10/12/17

CARLOS CASTANEDA

LAS ENSEÑANZAS DE DON JUAN
                                                                                              
(Una forma yaqui de conocimiento)


CUADRAGESIMOSÉPTIMA ENTREGA


PRIMERA PARTE
“LAS ENSEÑANZAS”


V (3)

Domingo, 21 de abril, 1963 (1)


El 17 de abril, a eso de las 8 de la mañana, don Juan y yo empezamos a colar con agua el extracto de raíz. Era un día claro, soleado, y don Juan interpretó el buen tiempo como augurio de que yo le simpatizaba a la yerba del diablo; dijo que, conmigo allí, nada se acordaba de lo mala que la yerba había sido con él.


El procedimiento que seguimos para filtrar el extracto de raíz fue el mismo que yo había observado para la primera parte. Al atardecer, tras vaciar el agua de encima por octava vez, quedó en el fondo del recipiente una cucharada de sustancia amarillenta.
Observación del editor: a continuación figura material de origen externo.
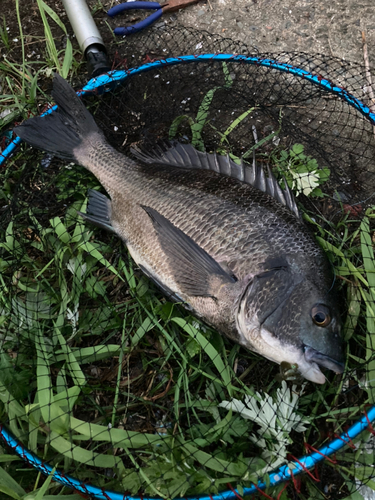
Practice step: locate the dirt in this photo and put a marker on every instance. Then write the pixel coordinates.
(332, 28)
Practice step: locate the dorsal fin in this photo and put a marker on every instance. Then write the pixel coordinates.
(186, 156)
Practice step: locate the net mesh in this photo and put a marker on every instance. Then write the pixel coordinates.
(102, 376)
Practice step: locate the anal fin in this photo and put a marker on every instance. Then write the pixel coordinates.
(99, 210)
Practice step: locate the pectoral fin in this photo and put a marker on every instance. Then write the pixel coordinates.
(195, 271)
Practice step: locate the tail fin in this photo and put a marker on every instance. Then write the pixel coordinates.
(64, 130)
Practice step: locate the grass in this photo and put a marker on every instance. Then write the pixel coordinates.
(86, 338)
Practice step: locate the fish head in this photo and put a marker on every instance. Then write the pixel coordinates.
(293, 319)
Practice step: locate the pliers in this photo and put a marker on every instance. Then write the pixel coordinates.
(170, 6)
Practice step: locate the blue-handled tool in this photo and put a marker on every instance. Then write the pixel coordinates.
(170, 6)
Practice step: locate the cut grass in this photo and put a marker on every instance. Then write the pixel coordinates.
(66, 301)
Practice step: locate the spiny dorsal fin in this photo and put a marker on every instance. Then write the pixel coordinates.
(186, 156)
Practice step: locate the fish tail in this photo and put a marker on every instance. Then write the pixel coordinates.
(63, 133)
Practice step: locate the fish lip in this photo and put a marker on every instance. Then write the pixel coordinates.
(314, 356)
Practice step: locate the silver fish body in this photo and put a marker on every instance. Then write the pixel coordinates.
(224, 245)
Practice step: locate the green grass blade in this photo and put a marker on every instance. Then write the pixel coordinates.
(6, 481)
(209, 350)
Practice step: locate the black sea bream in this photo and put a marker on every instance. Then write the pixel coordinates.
(222, 238)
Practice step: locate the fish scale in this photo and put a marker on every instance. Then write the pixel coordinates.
(223, 239)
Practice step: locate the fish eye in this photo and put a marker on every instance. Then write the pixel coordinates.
(320, 315)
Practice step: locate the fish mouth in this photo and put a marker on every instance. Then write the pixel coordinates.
(314, 356)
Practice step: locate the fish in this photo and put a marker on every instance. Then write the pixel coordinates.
(222, 238)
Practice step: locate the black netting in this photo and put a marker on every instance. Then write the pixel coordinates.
(102, 376)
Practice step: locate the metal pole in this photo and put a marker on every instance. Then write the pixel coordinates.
(88, 36)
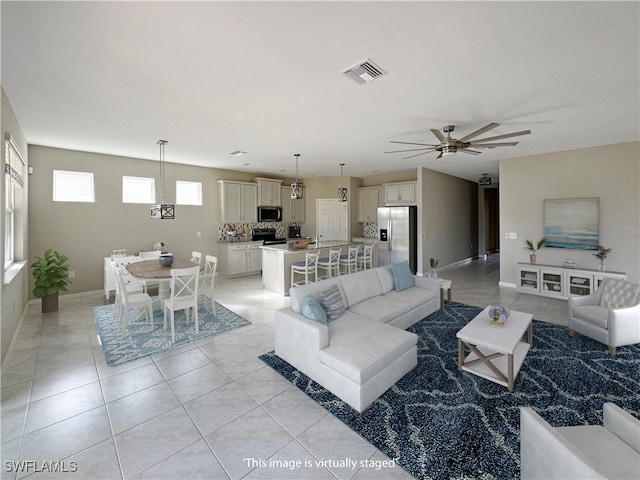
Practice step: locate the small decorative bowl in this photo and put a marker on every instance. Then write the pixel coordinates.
(166, 259)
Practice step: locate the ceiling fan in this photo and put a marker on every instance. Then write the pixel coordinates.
(449, 145)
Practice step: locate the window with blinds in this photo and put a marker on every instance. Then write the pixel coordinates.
(14, 177)
(71, 186)
(138, 190)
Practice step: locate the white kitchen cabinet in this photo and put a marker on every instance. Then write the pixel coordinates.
(238, 201)
(560, 282)
(369, 199)
(243, 258)
(269, 192)
(292, 210)
(400, 193)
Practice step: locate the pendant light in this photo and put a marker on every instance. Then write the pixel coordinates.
(162, 211)
(297, 187)
(342, 192)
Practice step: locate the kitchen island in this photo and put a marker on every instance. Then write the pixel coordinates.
(277, 260)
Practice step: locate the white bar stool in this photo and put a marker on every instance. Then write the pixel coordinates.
(309, 266)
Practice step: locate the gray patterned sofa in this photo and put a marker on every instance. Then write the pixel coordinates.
(361, 354)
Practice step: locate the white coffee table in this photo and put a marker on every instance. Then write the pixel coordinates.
(496, 353)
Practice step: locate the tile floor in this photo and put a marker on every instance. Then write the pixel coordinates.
(210, 409)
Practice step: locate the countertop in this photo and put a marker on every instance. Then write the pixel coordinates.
(284, 247)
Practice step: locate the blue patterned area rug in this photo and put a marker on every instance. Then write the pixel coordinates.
(141, 339)
(441, 423)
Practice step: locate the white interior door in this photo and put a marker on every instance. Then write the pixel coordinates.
(332, 219)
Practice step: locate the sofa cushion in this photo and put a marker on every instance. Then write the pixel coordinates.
(359, 348)
(593, 314)
(619, 293)
(413, 297)
(332, 302)
(312, 310)
(313, 289)
(360, 286)
(381, 308)
(385, 275)
(402, 275)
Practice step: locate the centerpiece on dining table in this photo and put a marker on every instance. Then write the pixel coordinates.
(166, 259)
(498, 315)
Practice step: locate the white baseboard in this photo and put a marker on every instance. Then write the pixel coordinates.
(34, 301)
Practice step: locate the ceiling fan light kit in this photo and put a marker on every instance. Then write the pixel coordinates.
(449, 145)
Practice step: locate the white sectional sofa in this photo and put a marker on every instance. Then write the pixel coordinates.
(361, 354)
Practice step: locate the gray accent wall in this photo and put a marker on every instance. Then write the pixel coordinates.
(611, 173)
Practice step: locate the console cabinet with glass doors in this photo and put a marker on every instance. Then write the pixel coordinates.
(559, 282)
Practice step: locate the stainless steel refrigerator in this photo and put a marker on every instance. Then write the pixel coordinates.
(397, 236)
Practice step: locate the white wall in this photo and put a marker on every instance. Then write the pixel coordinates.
(610, 172)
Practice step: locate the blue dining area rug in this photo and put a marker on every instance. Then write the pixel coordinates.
(438, 422)
(141, 339)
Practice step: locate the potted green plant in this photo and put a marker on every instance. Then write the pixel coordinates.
(534, 247)
(51, 274)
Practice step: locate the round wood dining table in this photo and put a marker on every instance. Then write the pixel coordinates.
(152, 270)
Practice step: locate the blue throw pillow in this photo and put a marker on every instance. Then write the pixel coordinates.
(331, 300)
(402, 276)
(312, 310)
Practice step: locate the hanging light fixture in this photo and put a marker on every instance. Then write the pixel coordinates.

Volvimos al cuarto de don Juan, donde aun había dos bolsitas sin tocar. Abrió una, metió la mano y con la otra plegó el extremo abierto en torno de su muñeca. Parecía estar sosteniendo algo, a juzgar por la forma cómo su mano se movía dentro de la bolsa. De pronto, con un movimiento rápido, peló la bolsa de su mano como quitándose un guante, volteándola al revés, y acercó la mano a mi rostro. Estaba sosteniendo una lagartija. La cabeza del animal se hallaba a pocos centímetros de mis ojos. Había algo extraño en el hocico. Observé un momento, y luego me retraje involuntariamente. El hocico de la lagartija estaba cosido con puntadas toscas. Don Juan me ordenó coger la lagartija con la mano izquierda. La aferré; se revolvió contra mi palma. Sentí náuseas. Mis manos empezaron a sudar.


Don Juan tomó la última bolsa y, repitiendo los mismos movimientos, extrajo otra lagartija. También la acercó a mi cara. Vi que los ojos del animal estaban cosidos. Me ordenó coger esta lagartija con la mano derecha.


Para cuando tuve ambas lagartijas en las manos, me hallaba a punto a vomitar. Tenía un deseo avasallador de dejarlas caer y largarme de allí.


-¡No las apachurres! -dijo, y su voz me trajo un sentido de alivio y de propósito. Preguntó qué me pasaba. Trataba de estar serio, pero no pudo contener la risa. Intenté aflojar las manos, pero sudaban tan profusamente que las lagartijas, retorciéndose, empezaron a escapárseme. Sus garritas agudas arañaban mis manos, produciendo una increíble sensación de asco y náusea. Cerré los ojos y apreté los dientes. Una de las lagartijas ya se deslizaba a mi muñeca; sólo necesitaba de un tirón para sacar la cabeza de entre mis dedos y quedar libre. Yo experimentaba una sensación peculiar de desesperación física, de incomodidad suprema. Gruñía a don Juan, entre dientes, que me quitara esas porquerías. Mi cabeza se sacudía involuntariamente. Él me miró con curiosidad. Gruñí como un oso, sacudiendo el cuerpo. Don Juan echó las lagartijas en sus bolsas y empezó a reír. Yo quería reír también, pero tenía el estómago revuelto. Me acosté.


Le expliqué que lo que me había afectado era la sensación de las garras en mis palmas; él dijo que muchas cosas podían volver loco a un hombre, sobre todo si no tenía la decisión, el propósito necesario para aprender, pero cuando un hombre poseía una intención clara y recia, los sentimientos no resultaban en modo alguno un obstáculo, pues era capaz de controlarlos.


Don Juan esperó un rato y entonces, repitiendo los mismos movimientos, me entregó de nuevo las lagartijas. Me dijo que alzara sus cabezas y las frotara suavemente contra mis sienes, mientras les preguntaba cualquier cosa que quisiera saber.



Al principio no comprendí qué deseaba de mí. Me dijo otra vez que preguntara a las lagartijas cualquier cosa que yo no pudiese averiguar por mí mismo. Me dio toda una serie de ejemplos: podía yo descubrir cosas sobre personas que por lo común no veía, o sobre objetos perdidos, o sobre sitios que no conociera. Entonces advertí que se refería a la adivinación. Me puse muy excitado. Mi corazón empezó a latir con fuerza. Sentí que perdía el aliento.